Before the introduction of the modern object life cycle management, developers had to keep track of all the objects they created, make sure they explicitly remove them when done. They are two common modern methods for the memory management namely Garbage Collection and Automatic Reference Counting. Both GC (Garbage Collection) and ARC aim to take burden from the developer so that they need not worry about the reference count, when they should free objects, etc. GC is used in programming languages like Java, C#, Go and other scripting languages and ARC is used in Objective-C and Swift languages. They do this by defining that an object is considered needed as long as there are references to it.
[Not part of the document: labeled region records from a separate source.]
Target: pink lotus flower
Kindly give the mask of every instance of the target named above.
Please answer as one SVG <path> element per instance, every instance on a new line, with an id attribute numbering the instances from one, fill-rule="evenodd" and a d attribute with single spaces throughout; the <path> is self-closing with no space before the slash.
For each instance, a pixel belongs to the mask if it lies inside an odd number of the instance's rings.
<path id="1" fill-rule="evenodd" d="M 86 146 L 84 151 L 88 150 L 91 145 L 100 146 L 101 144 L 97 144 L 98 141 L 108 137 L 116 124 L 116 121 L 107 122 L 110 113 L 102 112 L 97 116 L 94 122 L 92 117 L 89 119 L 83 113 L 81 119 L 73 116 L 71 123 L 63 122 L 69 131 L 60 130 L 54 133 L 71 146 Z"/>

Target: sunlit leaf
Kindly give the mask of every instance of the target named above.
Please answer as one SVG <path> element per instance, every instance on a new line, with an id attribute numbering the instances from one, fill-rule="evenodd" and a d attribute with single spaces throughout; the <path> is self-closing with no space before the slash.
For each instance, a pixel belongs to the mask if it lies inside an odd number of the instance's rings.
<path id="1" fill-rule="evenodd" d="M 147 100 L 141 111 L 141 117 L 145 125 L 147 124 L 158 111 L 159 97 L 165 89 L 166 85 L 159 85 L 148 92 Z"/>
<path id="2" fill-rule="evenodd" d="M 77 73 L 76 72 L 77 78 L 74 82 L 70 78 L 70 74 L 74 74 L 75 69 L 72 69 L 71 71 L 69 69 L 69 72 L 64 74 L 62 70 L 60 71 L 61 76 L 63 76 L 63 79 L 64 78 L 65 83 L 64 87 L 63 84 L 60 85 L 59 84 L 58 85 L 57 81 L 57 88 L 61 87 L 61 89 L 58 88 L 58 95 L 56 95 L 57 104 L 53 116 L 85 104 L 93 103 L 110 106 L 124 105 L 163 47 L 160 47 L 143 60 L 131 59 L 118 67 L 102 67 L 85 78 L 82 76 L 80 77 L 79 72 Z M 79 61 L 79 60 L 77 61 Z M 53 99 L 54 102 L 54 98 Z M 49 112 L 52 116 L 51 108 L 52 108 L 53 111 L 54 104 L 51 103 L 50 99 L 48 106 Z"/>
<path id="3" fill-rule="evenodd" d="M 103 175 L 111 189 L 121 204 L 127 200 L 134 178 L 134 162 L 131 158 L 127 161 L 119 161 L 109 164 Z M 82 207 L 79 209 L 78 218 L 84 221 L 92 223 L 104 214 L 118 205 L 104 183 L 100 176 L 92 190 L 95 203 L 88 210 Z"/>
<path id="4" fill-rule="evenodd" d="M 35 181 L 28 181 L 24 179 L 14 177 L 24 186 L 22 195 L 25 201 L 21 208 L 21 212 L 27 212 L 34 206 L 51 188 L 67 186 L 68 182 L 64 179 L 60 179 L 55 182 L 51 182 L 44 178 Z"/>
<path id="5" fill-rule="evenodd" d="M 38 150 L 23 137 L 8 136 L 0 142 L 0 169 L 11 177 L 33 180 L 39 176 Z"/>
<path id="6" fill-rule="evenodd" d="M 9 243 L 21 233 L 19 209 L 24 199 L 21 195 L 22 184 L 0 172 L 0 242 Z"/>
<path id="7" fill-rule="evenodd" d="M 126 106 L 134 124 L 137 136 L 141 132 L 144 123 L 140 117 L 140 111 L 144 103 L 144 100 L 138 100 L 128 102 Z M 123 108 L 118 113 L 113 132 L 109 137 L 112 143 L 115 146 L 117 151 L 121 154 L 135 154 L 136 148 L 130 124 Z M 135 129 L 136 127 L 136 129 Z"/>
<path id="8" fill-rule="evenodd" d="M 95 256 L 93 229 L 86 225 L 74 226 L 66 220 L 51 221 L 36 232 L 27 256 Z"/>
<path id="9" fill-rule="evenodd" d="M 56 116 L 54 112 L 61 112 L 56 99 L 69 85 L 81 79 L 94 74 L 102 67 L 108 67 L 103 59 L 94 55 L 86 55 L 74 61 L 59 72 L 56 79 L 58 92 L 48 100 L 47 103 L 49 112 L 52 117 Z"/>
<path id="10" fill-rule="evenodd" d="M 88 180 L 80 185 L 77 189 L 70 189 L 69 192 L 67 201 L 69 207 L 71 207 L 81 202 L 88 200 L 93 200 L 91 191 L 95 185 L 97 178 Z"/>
In simpler terms, as long as some piece of code is holding on to that object, it is needed.

When an object is no longer used, both reclaim the underlying memory and reuse it for future object allocation. This means there is no explicit deletion and no memory is given back to the operating system.

Garbage Collection

It works in a way such that the runtime detects unused objects and object graphs in the background. This happens at intermediate intervals, either after a certain amount of time has passed or when the runtime memory gets low, and not released at that exact moment. The GC removes the burden of the developer from freeing or destroying the objects explicitly. All objects are allocated on the heap area managed by the JVM (for Java). They keep track when the objects are no longer referenced in the code. GC can clean up the object graphs including retain cycles(explained later).

Every object tree must have one or more root objects. As long as the application can reach those roots, the whole tree is reachable. Local variables are kept alive by the stack of a thread and hence GC roots. Active Java threads are always considered live objects and are therefore GC roots. Static variables are referenced by their classes. This fact makes them de facto GC roots. Classes themselves can be garbage-collected, which would remove all referenced static variables. To determine which objects are no longer in use, the JVM intermittently runs what is very aptly called as mark-and-sweep-algorithm.

  1. The algorithm traverses all object references, starting with the GC roots, and marks every object found as alive.
  2. All of the heap memory that is not occupied by marked objects is reclaimed. It is simply marked as free, essentially swept free of unused objects. When objects are no longer referenced directly or indirectly by a GC root, they will be removed.

But Garbage collection has disadvantages like consuming additional memory (RAM) to run those algorithms and this has a major performance impact. Further, the objects aren’t garbage collected at the very instant. It takes its own time it has a performance impact as well. A peer-reviewed paper came to the conclusion that GC needs five times the memory to perform as fast as explicit memory management. If the memory is compromised, it leads to possible stalls in program execution.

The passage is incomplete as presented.